Fig. 2: Myeloid GPSM1 abrogation protects mice from diet-induced obesity and metabolic dysfunction.

Male GPSM1^f/f; Lyz2-cre mice and age-matched GPSM1^f/f littermates were fed a HFD for 12 weeks. HFD feeding started at 7 weeks of age. a Body weight (n = 12 biologically independent for GPSM1^f/f and n = 10 biologically independent for GPSM1^f/f; Lyz2-cre mice). b Percent of fat (left) and lean (right) body mass (n = 9 biologically independent mice per group). c fat-pad weights (n = 9 biologically independent mice per group). d Hematoxylin and eosin (H&E) staining of eWAT and scWAT sections.
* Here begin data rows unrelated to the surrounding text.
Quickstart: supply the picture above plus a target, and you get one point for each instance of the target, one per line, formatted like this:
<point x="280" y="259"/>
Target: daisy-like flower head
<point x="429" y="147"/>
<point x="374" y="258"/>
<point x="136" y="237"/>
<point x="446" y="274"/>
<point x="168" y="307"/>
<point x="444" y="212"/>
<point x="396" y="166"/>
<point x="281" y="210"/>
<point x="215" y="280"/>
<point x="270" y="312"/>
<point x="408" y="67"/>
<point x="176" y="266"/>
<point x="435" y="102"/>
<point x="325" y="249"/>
Scale bars, 100 μm. Independent experiments were repeated three times with similar results. e Serum concentration of adiponectin and leptin (n = 8 biologically independent mice per group). f Serum insulin levels (n = 8 biologically independent mice per group). g Fasting glucose levels (n = 8 biologically independent mice per group). h Glucose tolerance test and AOC (area over the curve), n = 9 biologically independent mice per group. i Insulin tolerance test and AOC (area over the curve), n = 10 biologically independent mice per group. j Immunoblots of AKT phosphorylation in murine eWAT, liver and muscle after insulin administration (1.5 U/kg) or PBS in vivo. k Representative images of H&E staining (top) and Oil Red O (bottom) staining of liver sections and quantification (n = 5 biologically independent mice per group). Scale bars, 100 μm. l Liver weight (n = 9 biologically independent mice per group). m Quantification of hepatic triglycerides (n = 8 biologically independent mice per group). n Serum levels of total cholesterol (TCH), non-esterified fatty acid (NEFA), ALT, and AST (n = 9 biologically independent mice per group). All data are shown as means ± SEM. P values are determined by two-way analysis of variance (ANOVA) with Sidak’s multiple-comparisons test (a, h, and i) or unpaired two-tailed Student’s t-test (b, c, e to i, and k–n).